Lee Juhun, Nishikawa Robert M, Reiser Ingrid, Zuley Margarita L, Boone John M
University of Pittsburgh, Department of Radiology, Pittsburgh, Pennsylvania, United States.
The University of Chicago, Department of Radiology, Chicago, Illinois, United States.
J Med Imaging (Bellingham). 2017 Apr;4(2):025502. doi: 10.1117/1.JMI.4.2.025502. Epub 2017 May 3.
We tested the agreement of radiologists' rankings of different reconstructions of breast computed tomography images based on their diagnostic (classification) performance and on their subjective image quality assessments. We used 102 pathology proven cases (62 malignant, 40 benign), and an iterative image reconstruction (IIR) algorithm to obtain 24 reconstructions per case with different image appearances. Using image feature analysis, we selected 3 IIRs and 1 clinical reconstruction and 50 lesions. The reconstructions produced a range of image quality from smooth/low-noise to sharp/high-noise, which had a range in classifier performance corresponding to AUCs of 0.62 to 0.96. Six experienced Mammography Quality Standards Act (MQSA) radiologists rated the likelihood of malignancy for each lesion. We conducted an additional reader study with the same radiologists and a subset of 30 lesions. Radiologists ranked each reconstruction according to their preference. There was disagreement among the six radiologists on which reconstruction produced images with the highest diagnostic content, but they preferred the midsharp/noise image appearance over the others. However, the reconstruction they preferred most did not match with their performance. Due to these disagreements, it may be difficult to develop a single image-based model observer that is representative of a population of radiologists for this particular imaging task.

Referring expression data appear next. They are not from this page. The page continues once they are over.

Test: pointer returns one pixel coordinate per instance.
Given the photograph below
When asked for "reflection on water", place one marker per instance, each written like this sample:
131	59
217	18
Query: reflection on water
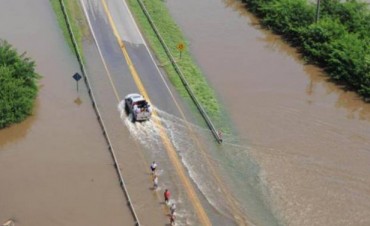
310	139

我们基于诊断(分类)性能和主观图像质量评估,测试了放射科医生对乳腺计算机断层扫描图像不同重建方式的排序一致性。我们使用了102例经病理证实的病例(62例恶性,40例良性),并采用迭代图像重建(IIR)算法,为每个病例获取24种具有不同图像外观的重建结果。通过图像特征分析,我们选择了3种IIR重建、1种临床重建以及50个病灶。这些重建结果产生了一系列图像质量,从平滑/低噪声到清晰/高噪声,其分类器性能范围对应的曲线下面积(AUC)为0.62至0.96。六位经验丰富的《乳腺摄影质量标准法案》(MQSA)放射科医生对每个病灶的恶性可能性进行了评分。我们对相同的放射科医生和30个病灶的子集进行了另一项阅片者研究。放射科医生根据自己的偏好对每种重建进行排序。六位放射科医生对于哪种重建产生的图像具有最高诊断价值存在分歧,但他们更倾向于中等清晰/噪声的图像外观。然而,他们最喜欢的重建与他们的表现并不匹配。由于这些分歧,可能难以开发出一个基于图像的单一模型观察者,来代表放射科医生群体完成这项特定的成像任务。